Below you will find some of the most famous pieces of his work.
     



                         






 
Christmas trip to Switzerland:

 


    For Christmas, it was a given that we would spend it in Switzerland with my family and friends instead of flying back home to California. Unfortunately, Neil and I were already both sick as we were sitting in the airplane heading for Zurich. The Holidays were pretty much spent by staying in bed, drinking tea and sleeping. But don't worry, we managed to join the dinner parties and the opening of the gifts!!! Neil was most impressed by the real candles that were on our Christmas tree!    


           




        After Christmas, we also visited our friends Rene and Sonja and their kids and spent several days with them.
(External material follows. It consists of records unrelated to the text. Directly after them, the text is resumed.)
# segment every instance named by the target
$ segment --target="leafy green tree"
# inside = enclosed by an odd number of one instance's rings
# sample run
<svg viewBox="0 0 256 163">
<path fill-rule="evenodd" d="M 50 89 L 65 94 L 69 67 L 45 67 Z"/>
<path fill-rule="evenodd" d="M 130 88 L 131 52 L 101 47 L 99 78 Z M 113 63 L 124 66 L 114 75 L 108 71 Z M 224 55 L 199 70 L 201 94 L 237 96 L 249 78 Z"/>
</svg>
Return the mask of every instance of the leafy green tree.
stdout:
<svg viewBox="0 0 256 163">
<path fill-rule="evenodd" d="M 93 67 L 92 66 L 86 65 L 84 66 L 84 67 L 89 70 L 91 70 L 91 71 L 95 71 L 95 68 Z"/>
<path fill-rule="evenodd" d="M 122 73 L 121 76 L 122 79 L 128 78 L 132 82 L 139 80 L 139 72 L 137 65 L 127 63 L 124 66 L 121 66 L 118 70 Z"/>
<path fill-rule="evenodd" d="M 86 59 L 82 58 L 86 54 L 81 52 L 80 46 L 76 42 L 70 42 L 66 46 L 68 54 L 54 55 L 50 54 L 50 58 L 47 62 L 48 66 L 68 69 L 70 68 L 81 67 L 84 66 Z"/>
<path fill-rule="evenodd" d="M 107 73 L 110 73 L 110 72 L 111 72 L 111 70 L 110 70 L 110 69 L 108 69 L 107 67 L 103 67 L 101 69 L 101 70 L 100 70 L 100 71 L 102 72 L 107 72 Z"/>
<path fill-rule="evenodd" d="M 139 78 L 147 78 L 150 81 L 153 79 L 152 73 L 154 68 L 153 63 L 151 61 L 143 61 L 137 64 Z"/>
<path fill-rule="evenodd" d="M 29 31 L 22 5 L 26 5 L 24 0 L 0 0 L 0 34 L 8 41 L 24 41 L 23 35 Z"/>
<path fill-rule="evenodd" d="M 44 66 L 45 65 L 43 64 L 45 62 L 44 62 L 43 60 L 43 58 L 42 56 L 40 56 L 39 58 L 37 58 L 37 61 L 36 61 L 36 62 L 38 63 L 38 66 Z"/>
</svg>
Meanwhile, winter had really arrived and we were covered in snow! Needless to say we took the challenge and went sleighing! I haven't done that in so many years and it was a lot of fun with the kids. But the cold and the snowfall soon sent us in the next restaurant for a warm lunch! And one day was reserved to go to Zurich and watch the Christmas lights all over the city.

Returning back to Toulouse from the snow felt like a nice break and the temperatures war a little more agreeable to us!


 
   


 
           






 
Day trip to Pau and Lourdes:


 
 


 
  On January 2, we left Toulouse for another day trip and first headed to Pau, about 100 miles southwest of Toulouse. We reached the city after a 90 minute drive and found another gorgeous old village with a beautiful castle in the middle of town. As usual, the castle was originally built on a hill to function as a fortress. Later on, other houses had been built very closeley to that hill so that it almost seems that the houses are holding up the castle. As many other historic monuments, the castle in Pau has also suffered from the roughness of the French Revolution and has since been restored several times. However, the castles holds one of the most extensive collections of Gobelin tapestries and also the money tower is still in excellent condition. The castle is surrounded by beautiful gardens and the river Pau runs alongside the castle.

 
   
    Pau is also famous for its closeness to the Pyrenees. On a clear day, the boardwalk in Pau offers a breathtaking view to the mountains which are up to 10,000ft high. Several different places in the Pyrenees offer skiing in the winter and hiking in the summer.
Unfortunately, we were not blessed to see the Pyrenees during our stay as it stayed very cloudy and overcast all day long. However, while looking through some sightseeing books, we got an impression of what the view would be like!

 
   
 



 
 


 
   


 
  In the 19th century, Pau was a favorite wintering spot for wealthy English and Americans and all the mondane hotels as well as the casino (picture) are proof of that era. Needless to say that all the hotels are lined up to take advantage for the great view towards the Pyrenees and we can't blame anyone who would want to enjoy that sight!
 
   
    While we were passing along this boardwalk and hoping that the clouds would open up and show us the Pyrenees, we discovered the first Volleyball court in France!!! It looked quite lonely and in pretty bad shape; besides, it wasn't a sand court but rather built with concrete - it did not look too inviting to us!
 
 


 
   

    Another interesting fact we learnt that day: the French general Jean-Baptiste Bernadotte, born in Pau, had become King of Sweden and Norway in the 19th century! Our guide book describes the circumstances as follows:

"Jean-Baptiste Bernadotte, an enthusiastic supporter of the French Revolution, was a distinguised general and diplomat serving both the Revolutionanry government and Napoleon and acquiring a reputation as a talented and humane administrator.
Meanwhile, in Stockholm, the Swedish Riksdag (parliament) reckoned that the only way out of the country's dynastic and political crisis was to stick a foreigner on the throne. Admiring French military prowess, they turned to Bernadotte, electing him crown prince in 1810.
Contrary to Napoleon's expectations, Bernadotte didnt' follow a pro-French foreign policy. Indeed, in the Battle of Leipzig (1813), Swedish troops under his command helped the allied army give Napoleon his first serious whipping. In 1818, Bernadotte became King Charles XIV. He died in office in 1844 but his line lives on: the present king of Sweden is the seventh ruler in the Benedotte dynasty."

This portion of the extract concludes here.